Bollywood Superstars : une exposition passionnante sur l’histoire du cinéma indien  

Si je vous dis Bollywood, vous pensez à des films kitsch, saturés de fleurs et de couleur, où tout le monde chante et danse pendant trois heures et demi ? Avec l’exposition “Bollywood Superstars”, lancée le 26 septembre, le musée du Quai Branly retrace l’histoire du cinéma indien, pour mieux comprendre les codes du plus gros producteur au monde. 

La scénographie de l’exposition, très réussie, débute par les origines du cinéma indien, intrinsèquement lié à la religion hindouiste. Avant l’invention du cinématographe, en 1896, des spectacles itinérants rejouent les histoires des dieux indiens, qui prennent parfois plusieurs jours à être racontées ! On découvre le théâtre d’ombre, les projections de lanterne magique (dont une reconstitution à tester sur place, réalisée par Gitanjali Rao) ou encore les peintures sur rouleau. Tous ces arts narratifs, liés au milieu forain, ont largement inspiré les premiers films indiens. 

Les genres mythologique et historique s’imposent rapidement dans l’industrie naissante. L’hindouisme, religion polythéiste et l’une des plus vieilles au monde, se révèle une source d’inspiration inépuisable dans une société très attachée à ses traditions et croyances. Parmi les histoires de divinités les plus racontées, l’exposition nous conte celle du dieu Vishnou, dont les avatars Krishna et Rama sont chargés de combattre les démons pour remettre le monde en ordre. Les amateur·ice·s de mythologies seront comblés. En 1913, Dadasaheb Phalke réalise le premier film indien, “Raja Harishchandra”, qui retrace le règne du roi Harishchandra et son rapport aux dieux. Les années 1920 à 1940 sont celles de la suprématie des studios bollywoodiens, tandis que le cinéma parlant fait son arrivée en 1931 avec le film “’Alam Ara” d’Ardeshir Irani.

Krishna victorious enhanced - Art Gitanjali Rao
Krishna victorious enhanced – Art Gitanjali Rao

Un outil d’émancipation face à la colonisation

Dans un pays colonisé par l’Angleterre pendant près de deux siècles, divisé par régions, langues et religions, le cinéma indien devient un puissant outil d’unification du peuple. Après son indépendance, en 1947, la nation naissante a besoin de se rappeler son histoire commune, pour se réapproprier son identité. Les films historiques connaissent un grand succès, en particulier ceux qui retracent les grandes heures du prospère Empire moghol. 
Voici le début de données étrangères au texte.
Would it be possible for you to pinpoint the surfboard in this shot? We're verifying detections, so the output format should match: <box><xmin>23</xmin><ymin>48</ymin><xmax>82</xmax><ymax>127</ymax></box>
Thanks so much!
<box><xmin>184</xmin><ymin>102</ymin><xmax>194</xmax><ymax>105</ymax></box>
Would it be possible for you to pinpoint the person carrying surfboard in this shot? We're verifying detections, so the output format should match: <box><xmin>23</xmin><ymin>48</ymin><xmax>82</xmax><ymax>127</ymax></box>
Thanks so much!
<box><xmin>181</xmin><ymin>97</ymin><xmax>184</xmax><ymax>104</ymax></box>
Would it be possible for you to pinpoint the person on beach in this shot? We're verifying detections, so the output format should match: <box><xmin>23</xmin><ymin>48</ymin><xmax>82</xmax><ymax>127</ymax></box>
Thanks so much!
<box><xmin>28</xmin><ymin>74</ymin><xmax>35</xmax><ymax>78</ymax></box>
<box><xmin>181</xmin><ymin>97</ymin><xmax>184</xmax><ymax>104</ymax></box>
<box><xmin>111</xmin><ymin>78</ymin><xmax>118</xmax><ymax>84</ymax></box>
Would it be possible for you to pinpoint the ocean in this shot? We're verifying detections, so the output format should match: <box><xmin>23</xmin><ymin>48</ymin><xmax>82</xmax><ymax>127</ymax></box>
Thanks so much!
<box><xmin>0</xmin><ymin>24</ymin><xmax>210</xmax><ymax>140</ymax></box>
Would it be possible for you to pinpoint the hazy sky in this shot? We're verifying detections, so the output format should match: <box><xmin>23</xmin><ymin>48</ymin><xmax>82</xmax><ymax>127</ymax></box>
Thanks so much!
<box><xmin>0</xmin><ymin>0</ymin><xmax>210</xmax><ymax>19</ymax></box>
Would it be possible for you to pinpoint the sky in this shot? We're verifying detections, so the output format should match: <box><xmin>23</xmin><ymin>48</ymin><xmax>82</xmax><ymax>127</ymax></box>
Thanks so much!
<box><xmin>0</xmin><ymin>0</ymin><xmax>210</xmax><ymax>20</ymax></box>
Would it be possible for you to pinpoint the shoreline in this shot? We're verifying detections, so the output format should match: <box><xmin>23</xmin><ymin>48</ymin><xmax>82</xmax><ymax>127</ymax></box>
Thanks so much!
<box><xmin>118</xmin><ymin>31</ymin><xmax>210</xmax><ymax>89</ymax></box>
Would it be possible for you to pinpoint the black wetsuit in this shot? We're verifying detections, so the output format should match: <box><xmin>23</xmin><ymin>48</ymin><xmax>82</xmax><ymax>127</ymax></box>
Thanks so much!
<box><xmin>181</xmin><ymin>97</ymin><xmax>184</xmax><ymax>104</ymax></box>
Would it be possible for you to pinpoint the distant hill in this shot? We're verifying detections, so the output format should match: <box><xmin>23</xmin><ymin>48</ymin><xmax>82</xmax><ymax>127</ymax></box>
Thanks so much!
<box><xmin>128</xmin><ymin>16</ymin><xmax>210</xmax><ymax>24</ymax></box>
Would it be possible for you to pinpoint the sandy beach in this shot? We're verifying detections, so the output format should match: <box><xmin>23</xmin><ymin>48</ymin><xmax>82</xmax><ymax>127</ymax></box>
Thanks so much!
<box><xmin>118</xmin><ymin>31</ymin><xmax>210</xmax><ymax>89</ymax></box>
Mughal-E Azam Kamuddin Asif 1960
Mughal-E Azam Kamuddin Asif 1960

Les années 50 et 60 constituent un âge d’or du cinéma hindi, porté par des cinéastes comme Mehboob Khan, Raj Kapoor ou Guru Dutt. Primé en 1956 au Festival de Cannes pour “La Complainte du sentier”, Satyajit Ray donne ses lettres de noblesse au cinéma d’auteur indien. La production s’industrialise dans les années 70, par régions. On parle alors de Bollywood (contraction de “Bombay” et “Hollywood”, se joue en langue hindi), mais aussi de Tollywood (langue télougou) ou Kollywood (langue tamoul). Les très populaires films “masala” (“mélange d’épices”) mixent les genres (drame, action, comédie, romance…) et contiennent des scènes de clips où le cast chante et danse au milieu de l’histoire. 

Chaque décennie contient son lot de films bollywoodiens appelés à devenir des classiques. En 2001, le film historique Lagaan d’Ashutosh Gowariker, raconte le combat de villageois dans le centre de l’Inde contre le colon anglais. Pour éviter de payer un impôt sur les céréales qui les affame, ils participent à un match de cricket et battent les Anglais à leur propre sport. C’est l’un des plus grands succès de l’histoire de Bollywood. 

On en apprend aussi davantage sur les danses bollywoodiennes, la façon dont les chorégraphies, le placement des pieds et les mouvements des mains, racontent une histoire spécifique et dévoilent les sentiments des personnages. Ces danses ont évolué au fil des décennies et connaissent de nos jours un grand succès sur les réseaux sociaux. Pédagogique mais pas saturée d’informations, l’exposition propose un parcours de plus de 200 œuvres différentes : peintures, figures d’ombre, décors, costumes, somptueux bijoux de nez, poignards factices incrusté de pierre précieuses, photographies et bien sûr des extraits de films, dont le point culminant est une projection en format panorama des moments iconiques de chaque décennie, des années 70 à 2010. 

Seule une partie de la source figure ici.